Analysis of corona compounds from the Norwegian Newspaper Corpus

GNU Lesser General Public License v2.1LGPL-2.1

korona20 / corona21

Analysis of corona compounds from the Norwegian Newspaper Corpus by Koenraad De Smedt, University of Bergen.

Two versions of the data are available:

  • korona20 covers a period from January 9, 2020 until May 26, 2020. These data are described and analyzed in: De Smedt, Koenraad. 2020. “Smittsomme Koronaord.” Oslo Studies in Language 11 (2): 59–73. https://doi.org/10.5617/osla.8488.

  • corona21 covers a period from January 9, 2020 until March 8, 2021. These data are described and analyzed in: De Smedt, Koenraad. 2021. “Contagious ‘Corona’ Compounding by Journalists in a CLARIN Newspaper Monitor Corpus.” Edited by Costanza Navarretta and Maria Eskevich.
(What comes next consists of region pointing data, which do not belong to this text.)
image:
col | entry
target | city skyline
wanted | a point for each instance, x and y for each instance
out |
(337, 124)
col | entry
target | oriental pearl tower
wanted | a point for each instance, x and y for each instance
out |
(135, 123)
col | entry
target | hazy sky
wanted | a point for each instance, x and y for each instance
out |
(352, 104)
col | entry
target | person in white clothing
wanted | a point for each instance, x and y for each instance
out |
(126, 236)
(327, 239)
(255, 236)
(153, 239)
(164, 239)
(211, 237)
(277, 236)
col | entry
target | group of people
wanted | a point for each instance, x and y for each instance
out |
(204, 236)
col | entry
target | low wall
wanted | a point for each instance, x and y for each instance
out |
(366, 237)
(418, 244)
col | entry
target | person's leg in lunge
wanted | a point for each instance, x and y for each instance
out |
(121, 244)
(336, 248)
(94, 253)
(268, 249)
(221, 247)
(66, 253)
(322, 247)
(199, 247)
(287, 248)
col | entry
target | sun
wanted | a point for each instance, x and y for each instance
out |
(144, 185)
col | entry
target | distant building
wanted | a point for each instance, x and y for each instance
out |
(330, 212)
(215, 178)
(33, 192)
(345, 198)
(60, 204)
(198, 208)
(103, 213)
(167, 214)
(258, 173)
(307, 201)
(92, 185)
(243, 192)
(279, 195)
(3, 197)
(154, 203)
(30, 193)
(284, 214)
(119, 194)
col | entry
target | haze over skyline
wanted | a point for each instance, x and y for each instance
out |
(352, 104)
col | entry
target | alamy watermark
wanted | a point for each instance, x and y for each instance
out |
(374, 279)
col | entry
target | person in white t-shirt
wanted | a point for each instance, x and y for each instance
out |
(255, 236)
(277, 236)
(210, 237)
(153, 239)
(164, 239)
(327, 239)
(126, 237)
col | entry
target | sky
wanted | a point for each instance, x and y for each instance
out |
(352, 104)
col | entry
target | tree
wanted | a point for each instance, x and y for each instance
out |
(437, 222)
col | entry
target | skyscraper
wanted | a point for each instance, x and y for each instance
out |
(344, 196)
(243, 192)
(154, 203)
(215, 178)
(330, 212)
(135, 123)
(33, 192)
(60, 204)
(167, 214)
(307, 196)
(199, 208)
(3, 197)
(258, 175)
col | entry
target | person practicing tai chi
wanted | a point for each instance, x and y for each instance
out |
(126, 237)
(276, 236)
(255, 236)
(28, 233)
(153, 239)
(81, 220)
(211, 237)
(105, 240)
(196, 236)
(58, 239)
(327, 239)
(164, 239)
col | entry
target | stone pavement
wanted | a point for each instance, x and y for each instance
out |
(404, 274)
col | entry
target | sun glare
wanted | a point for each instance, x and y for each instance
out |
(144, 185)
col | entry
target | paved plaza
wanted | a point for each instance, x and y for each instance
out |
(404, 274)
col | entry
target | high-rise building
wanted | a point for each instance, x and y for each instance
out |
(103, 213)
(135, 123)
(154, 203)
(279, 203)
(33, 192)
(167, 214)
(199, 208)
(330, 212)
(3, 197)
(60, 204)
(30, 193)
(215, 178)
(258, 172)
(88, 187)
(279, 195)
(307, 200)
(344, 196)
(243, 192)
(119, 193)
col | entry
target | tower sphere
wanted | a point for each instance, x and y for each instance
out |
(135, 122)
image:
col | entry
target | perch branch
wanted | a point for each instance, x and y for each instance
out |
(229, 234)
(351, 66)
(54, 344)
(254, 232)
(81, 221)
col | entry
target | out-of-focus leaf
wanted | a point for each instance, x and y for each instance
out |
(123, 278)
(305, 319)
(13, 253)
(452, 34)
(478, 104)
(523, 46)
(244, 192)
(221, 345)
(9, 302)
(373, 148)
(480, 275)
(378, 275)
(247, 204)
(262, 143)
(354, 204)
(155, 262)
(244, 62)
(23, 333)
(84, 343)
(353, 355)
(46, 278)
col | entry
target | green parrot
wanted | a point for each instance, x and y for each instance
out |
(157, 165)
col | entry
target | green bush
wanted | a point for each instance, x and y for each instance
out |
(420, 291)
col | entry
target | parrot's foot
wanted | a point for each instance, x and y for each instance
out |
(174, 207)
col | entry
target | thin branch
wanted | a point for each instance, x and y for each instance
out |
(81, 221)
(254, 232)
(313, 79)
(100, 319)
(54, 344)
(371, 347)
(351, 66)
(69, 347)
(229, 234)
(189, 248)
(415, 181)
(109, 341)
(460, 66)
Selected Papers from the CLARIN Annual Conference 2020, Linköping Electronic Conference Proceedings, 180: 83–92. http://dx.doi.org/https://doi.org/10.3384/ecp18010.

All files contain items occurring as the second part of compounds starting with corona or korona. Possible hyphens have been stripped. All items have been casefolded by downcasing.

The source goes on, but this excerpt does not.